How do you wean yourself from an advisor, if you’re so inclined? What do you do if you’d like to try DIY investing, but have doubts about your abilities?
First, be forewarned that most advisors are primed for this scenario and will offer up a host of logical reasons to argue against it: (a) You don’t have the time or experience, (b) Even professional athletes need coaching, (c) The market is dangerous, etc. Remember, by taking your assets elsewhere you are threatening their self-esteem, and more importantly their livelihood. So don’t expect a warm reception to the idea. You can also expect some paperwork and logistical hassles in transferring your money.

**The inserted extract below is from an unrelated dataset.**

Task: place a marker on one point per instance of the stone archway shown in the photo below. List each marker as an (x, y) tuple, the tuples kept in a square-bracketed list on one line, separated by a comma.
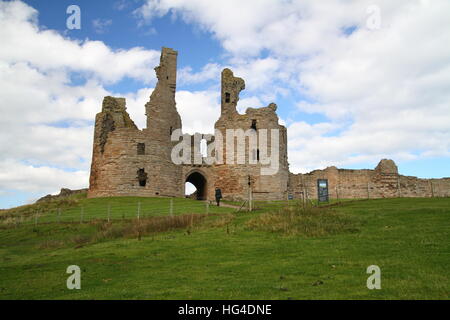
[(198, 179)]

But remember those last words: it’s your money, not theirs! Do whatever you consider prudent, and ignore their objections. If you want to get started in a small and careful way, here’s one approach: move 10% of your assets to one of the four companies I recommended above, and manage it yourself for a year or two. (Take pains to transfer those assets without tax consequences if at all possible. Consult a tax professional first, if necessary.) That’s enough money to matter, and demand your attention, but probably not enough to materially threaten your future if you make some mistakes.
After a year or two, you can compare your performance and costs against your advisor’s, and decide on your next move. You might keep the status quo, move to a 50% split, or be ready to manage the whole enchilada yourself.
So those are my thoughts on getting financial advice. There is no one right answer. You must start by knowing your own personality, strengths, and weaknesses.
My first choice is to manage your money yourself, using one of the trustworthy firms outlined above. If you need more guidance or coaching, consider an individual advisor, but make that choice very carefully, paying special attention to costs. And, when you’re ready, take steps to wean yourself from any advisor.
The most important thing is to start early, ensuring there is a plan for your money. Don’t leave your wealth unattended for years, when it could be hard at work for you.
The U.S. has created a patchwork retirement system supplemented by the financial services industry. Most of us are stuck with constructing our own retirement plans or pensions using a few essential services from that industry, while sifting through mounds of dubious, conflicting, and sometimes expensive, advice. That’s the process I’m engaged in here, and write about regularly for you!